Monitoring Questions
- How often is the system reviewed?
- Who monitors the output?
- How are complaints tracked?
- How are model changes reviewed?
- How are vendor changes reviewed?
- How is accuracy monitored?
- How is bias monitored?
- How are incidents escalated?
- How are laws tracked?
Evidence Questions
- Can the company produce its AI inventory?
- Can it produce the impact assessment?
- Can it produce vendor documentation?
- Can it produce approval records?
- Can it produce disclosure records?
- Can it produce human review records?
- Can it produce monitoring records?
- Can it produce incident records?
- Can it show what policy was in effect at the time of a decision?
- Can it show what system version was used?
- Can it show what changed over time?
Final Takeaway
AI governance is no longer optional.
The companies with the greatest risk are not necessarily the ones building the most advanced AI. They are the ones using AI without a system of control.
A company can create AI risk through a chatbot, an HR platform, a lead-scoring tool, a recruiting plugin, a marketing automation system, an insurance workflow, a fraud model, a customer support assistant, a productivity tool, or an employee pasting sensitive information into an unapproved AI platform.
The compliance issue is not whether AI is useful.
The compliance issue is whether the company can govern it.

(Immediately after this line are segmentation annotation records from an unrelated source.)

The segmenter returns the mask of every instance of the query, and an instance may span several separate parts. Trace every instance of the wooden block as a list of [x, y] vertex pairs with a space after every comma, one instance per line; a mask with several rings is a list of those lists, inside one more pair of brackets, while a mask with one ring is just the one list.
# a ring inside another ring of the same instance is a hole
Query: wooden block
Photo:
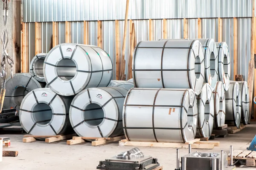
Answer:
[[24, 138], [22, 139], [22, 142], [24, 143], [32, 142], [36, 141], [35, 138], [32, 137], [28, 137], [27, 138]]
[[246, 158], [256, 158], [256, 151], [253, 151]]
[[246, 157], [246, 156], [250, 153], [251, 152], [252, 152], [251, 150], [244, 150], [236, 157], [237, 158], [245, 158]]
[[256, 162], [255, 160], [246, 159], [246, 165], [250, 167], [255, 167], [256, 166]]
[[113, 142], [116, 141], [120, 141], [125, 138], [124, 135], [114, 137], [113, 138], [111, 138], [111, 139], [107, 140], [104, 139], [100, 141], [95, 141], [92, 142], [92, 146], [95, 146], [100, 145], [103, 144], [107, 144], [108, 143]]
[[68, 145], [72, 145], [75, 144], [81, 144], [86, 142], [85, 141], [81, 138], [80, 139], [70, 139], [67, 141], [67, 144]]
[[3, 156], [16, 157], [18, 156], [18, 151], [3, 150]]
[[67, 135], [62, 135], [60, 137], [51, 137], [45, 138], [46, 143], [52, 143], [57, 141], [62, 141], [62, 140], [67, 139], [70, 138], [72, 138], [72, 137], [75, 135], [76, 134], [71, 134]]
[[185, 144], [192, 144], [198, 141], [200, 141], [200, 139], [195, 139], [192, 141], [189, 141], [188, 142], [185, 142]]

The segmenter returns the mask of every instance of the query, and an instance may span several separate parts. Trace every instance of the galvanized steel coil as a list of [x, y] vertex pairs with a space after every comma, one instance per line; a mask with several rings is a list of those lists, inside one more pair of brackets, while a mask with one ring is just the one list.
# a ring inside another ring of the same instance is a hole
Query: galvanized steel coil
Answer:
[[218, 81], [223, 84], [225, 90], [227, 91], [230, 81], [230, 58], [227, 43], [216, 43], [218, 60]]
[[225, 124], [226, 116], [225, 89], [221, 81], [217, 82], [215, 89], [212, 93], [215, 106], [214, 128], [216, 128]]
[[122, 111], [128, 92], [118, 87], [90, 88], [76, 95], [70, 109], [76, 133], [95, 138], [123, 134]]
[[45, 82], [43, 67], [47, 53], [40, 53], [36, 55], [30, 62], [30, 73], [38, 81]]
[[184, 143], [195, 138], [197, 113], [192, 89], [131, 89], [123, 111], [125, 135], [130, 141]]
[[249, 119], [249, 87], [246, 81], [237, 81], [239, 84], [241, 93], [241, 121], [244, 124], [247, 124]]
[[204, 61], [198, 40], [140, 41], [133, 58], [134, 86], [189, 88], [199, 95], [204, 79]]
[[32, 90], [42, 87], [35, 77], [30, 73], [16, 73], [12, 78], [9, 77], [6, 79], [4, 109], [16, 108], [18, 112], [25, 96]]
[[226, 92], [226, 118], [227, 124], [239, 128], [241, 119], [241, 94], [239, 84], [230, 83], [230, 88]]
[[209, 138], [214, 123], [214, 101], [212, 88], [208, 83], [204, 84], [197, 96], [198, 120], [196, 136]]
[[121, 83], [125, 82], [126, 81], [122, 80], [111, 80], [108, 85], [107, 87], [113, 87], [114, 86]]
[[44, 64], [48, 86], [65, 96], [76, 95], [85, 88], [106, 86], [112, 73], [109, 55], [94, 46], [58, 45], [47, 54]]
[[132, 88], [134, 88], [134, 83], [132, 82], [125, 81], [124, 82], [119, 83], [117, 84], [116, 84], [113, 86], [122, 87], [125, 89], [127, 90], [129, 90]]
[[72, 132], [68, 111], [73, 97], [61, 96], [49, 88], [29, 92], [20, 105], [20, 121], [32, 135], [52, 135]]

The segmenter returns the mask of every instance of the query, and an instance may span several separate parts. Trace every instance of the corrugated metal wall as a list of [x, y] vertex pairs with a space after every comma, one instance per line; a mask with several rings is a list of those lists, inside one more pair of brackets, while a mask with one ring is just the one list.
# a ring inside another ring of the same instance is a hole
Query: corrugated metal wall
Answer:
[[[97, 45], [97, 20], [103, 20], [103, 48], [108, 52], [115, 70], [115, 30], [114, 20], [119, 22], [119, 54], [122, 53], [125, 0], [23, 0], [23, 21], [27, 22], [29, 37], [27, 50], [31, 60], [34, 55], [34, 22], [43, 22], [41, 26], [42, 52], [48, 52], [52, 32], [52, 21], [58, 22], [58, 42], [65, 42], [65, 21], [72, 21], [71, 40], [83, 43], [83, 20], [89, 22], [89, 44]], [[189, 38], [198, 36], [198, 18], [201, 19], [202, 38], [218, 41], [218, 17], [222, 19], [222, 41], [226, 41], [231, 57], [231, 77], [233, 75], [233, 17], [237, 22], [237, 73], [247, 80], [250, 59], [251, 0], [130, 0], [128, 19], [134, 20], [137, 42], [149, 40], [149, 20], [153, 20], [153, 40], [163, 38], [163, 18], [166, 18], [167, 38], [183, 37], [183, 18], [187, 18]], [[130, 46], [130, 22], [128, 26], [125, 57]], [[116, 72], [114, 72], [115, 78]], [[127, 69], [125, 74], [127, 75]]]

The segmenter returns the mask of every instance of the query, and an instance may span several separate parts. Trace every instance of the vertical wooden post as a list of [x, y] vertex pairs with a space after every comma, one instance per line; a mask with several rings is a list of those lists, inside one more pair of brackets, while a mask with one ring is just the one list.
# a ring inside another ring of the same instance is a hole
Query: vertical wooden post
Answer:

A defensible AI governance framework should identify AI systems, classify risk, map legal obligations, review vendors, control data, document human oversight, provide disclosures, monitor outputs, respond to incidents, and maintain evidence.
The EU AI Act, NIST AI RMF, and state AI laws are all pointing in the same direction: companies need operational AI governance, not AI theater.
A written policy is not enough.
A spreadsheet is not enough.
A vendor questionnaire is not enough.
A legal memo is not enough.
The companies that win with AI will be the ones that can adopt it quickly while proving they understand the risks, control the systems, respect user rights, monitor outcomes, and keep the records needed when someone asks the hard questions.
AI governance is the new compliance layer.
The only question is whether your company builds it before the problem surfaces — or after.